Thank you for your comment. I know that sometimes it is hard-- but my mind is firmly stuck in reality, and despite how beautiful the written word is I know that escapism is just for the moment, for a quick sense of peace when life seems overly tumultuous. Still, the written word has those lessons that we use in life so I believe I'm not really hiding in a fictional world of my own-- just learning from it. Again, thank you for the great feedback and advice

namjad

It's surprising how many of us have lived Matilda-like childhood. You've wonderfully executed your life's journey in this poem, in particular that you consistently wrote down your age for each growing experience. As the numbers get bigger the results are more explosive, it was great build-up. 

I especially love this line: heart bleeding Times New Roman across the screen.  

It was a good reference to technology, from writing in notebooks to writing on the pc. 

 

 

Miss Socrates

Thank you so much for your feedback! (I won't lie, I was a bit iffy about that line but in the end it just.. fit!)

Imani Sophia

I can totally relate to this poem. When I was in middle school, I would read to escape being bullied, escape the reality that I don't live in a great home, escaping to find something better.
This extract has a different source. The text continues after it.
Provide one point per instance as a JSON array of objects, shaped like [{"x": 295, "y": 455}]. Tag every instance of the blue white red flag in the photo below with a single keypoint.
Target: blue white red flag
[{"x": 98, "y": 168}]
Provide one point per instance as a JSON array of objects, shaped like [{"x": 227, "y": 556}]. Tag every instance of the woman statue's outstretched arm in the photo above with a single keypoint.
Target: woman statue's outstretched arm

At the end of middle school and the beginning of high school I found writing and started to create my own worlds, I started writing my thoughts and ideas and feelings and it has helped me through almost everything. 

Your words are beautiful and you have an amazing story. Please keep on writing, I would love to hear more

Shoegirl14

Fantasitc story!... Thank you for sharing:)

doctor_desfor

I have struggled with this sort of written enigma myself, the contemplation of escaping from reality with the beauty of the scripted, the composed.

I appreciate this poem very much; it is wonderfully rendered and inescapably relatable. I can only hope that others will find solace in this same form of expression as you have, and as all of us here have found as well.

CharisseJo21

Wow, this is beautifully written <3

-Charisse

Nightpettle

This is beautiful in every way I have always had conflict at home with sisters both small and grown.